Romney called Moutsos, who gave him the boxing legend's cellphone number.

"I was surprised when I called," Josh said, "and Evander answered the phone immediately."

With that simple call, the fight was on.

We're on a (Tootsie?) roll • Last week's story about Utah's No. 1 ranking in candy consumption reminded me of a column I wrote several years ago pertaining to Utahns and sugar.

Utah Jazz fans, as I reported back then, led the NBA in ice cream sales.
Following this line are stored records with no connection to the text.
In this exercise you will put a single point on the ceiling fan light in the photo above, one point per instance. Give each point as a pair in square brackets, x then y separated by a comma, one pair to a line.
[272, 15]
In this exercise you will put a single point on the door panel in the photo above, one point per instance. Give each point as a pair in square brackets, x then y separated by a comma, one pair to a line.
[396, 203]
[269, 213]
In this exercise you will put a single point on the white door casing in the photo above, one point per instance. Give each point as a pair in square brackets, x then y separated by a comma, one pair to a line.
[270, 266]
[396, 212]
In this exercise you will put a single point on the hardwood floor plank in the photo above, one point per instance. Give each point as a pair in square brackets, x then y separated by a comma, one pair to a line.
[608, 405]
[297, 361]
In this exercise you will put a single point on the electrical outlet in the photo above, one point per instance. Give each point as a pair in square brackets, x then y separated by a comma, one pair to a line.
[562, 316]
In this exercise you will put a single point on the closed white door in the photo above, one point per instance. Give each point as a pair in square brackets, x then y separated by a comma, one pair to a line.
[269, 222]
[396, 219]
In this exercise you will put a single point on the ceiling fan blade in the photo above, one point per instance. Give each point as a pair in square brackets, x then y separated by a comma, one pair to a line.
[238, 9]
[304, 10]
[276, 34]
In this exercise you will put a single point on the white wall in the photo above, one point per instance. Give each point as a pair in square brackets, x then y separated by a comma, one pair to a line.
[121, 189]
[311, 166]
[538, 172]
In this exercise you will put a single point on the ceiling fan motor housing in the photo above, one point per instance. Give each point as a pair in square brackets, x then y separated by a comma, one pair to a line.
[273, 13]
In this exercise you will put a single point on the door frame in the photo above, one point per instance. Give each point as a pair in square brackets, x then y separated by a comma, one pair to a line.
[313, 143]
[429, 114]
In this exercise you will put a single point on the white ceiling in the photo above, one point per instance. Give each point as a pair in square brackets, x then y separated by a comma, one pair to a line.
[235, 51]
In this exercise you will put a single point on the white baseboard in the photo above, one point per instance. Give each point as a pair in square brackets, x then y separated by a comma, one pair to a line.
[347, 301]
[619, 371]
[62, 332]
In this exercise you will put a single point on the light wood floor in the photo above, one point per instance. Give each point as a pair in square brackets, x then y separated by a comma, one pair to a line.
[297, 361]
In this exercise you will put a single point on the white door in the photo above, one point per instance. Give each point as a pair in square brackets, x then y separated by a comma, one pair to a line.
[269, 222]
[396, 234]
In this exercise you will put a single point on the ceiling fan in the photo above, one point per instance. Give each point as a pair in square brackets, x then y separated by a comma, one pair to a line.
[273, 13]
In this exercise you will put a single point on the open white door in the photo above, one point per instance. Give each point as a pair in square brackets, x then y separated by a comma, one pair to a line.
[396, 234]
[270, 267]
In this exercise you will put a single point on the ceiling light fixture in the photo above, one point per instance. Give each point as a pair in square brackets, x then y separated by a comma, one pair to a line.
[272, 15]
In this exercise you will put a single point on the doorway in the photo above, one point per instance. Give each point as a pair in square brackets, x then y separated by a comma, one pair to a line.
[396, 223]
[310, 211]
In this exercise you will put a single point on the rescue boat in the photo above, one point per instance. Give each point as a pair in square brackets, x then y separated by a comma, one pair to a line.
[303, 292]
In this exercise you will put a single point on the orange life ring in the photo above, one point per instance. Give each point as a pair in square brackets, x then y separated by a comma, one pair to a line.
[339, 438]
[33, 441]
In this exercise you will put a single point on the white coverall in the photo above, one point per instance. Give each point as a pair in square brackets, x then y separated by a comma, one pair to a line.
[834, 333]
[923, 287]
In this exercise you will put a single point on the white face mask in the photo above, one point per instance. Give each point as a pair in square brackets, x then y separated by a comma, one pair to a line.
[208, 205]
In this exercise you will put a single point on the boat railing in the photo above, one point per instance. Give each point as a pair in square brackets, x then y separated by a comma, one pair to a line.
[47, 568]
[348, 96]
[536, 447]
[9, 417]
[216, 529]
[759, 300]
There were no hard data to calculate how much more ice cream was sold at Jazz games compared with other teams, but the long lines for frozen treats at EnergySolutions Arena were telling.

A catering official said revenue from ice cream sales at the Salt Lake City arena rivaled beer sales at most other NBA venues — and continue to do so.

Good timing • In Tuesday's story about budget cuts at the Department of Alcoholic Beverage Control, spokeswoman Vickie Ashby said one savings measure under consideration was reduced travel.

It just so happens that DABC Executive Director Sal Petilos is in Phoenix for a conference of the National Alcohol Beverage Control Association.

But Ashby says the association is paying his expenses.

Water wasters • Despite pounding rains that persisted through the night, sprinklers at the LDS meetinghouse on 1100 East at 5290 South in Holladay were watering away Tuesday morning.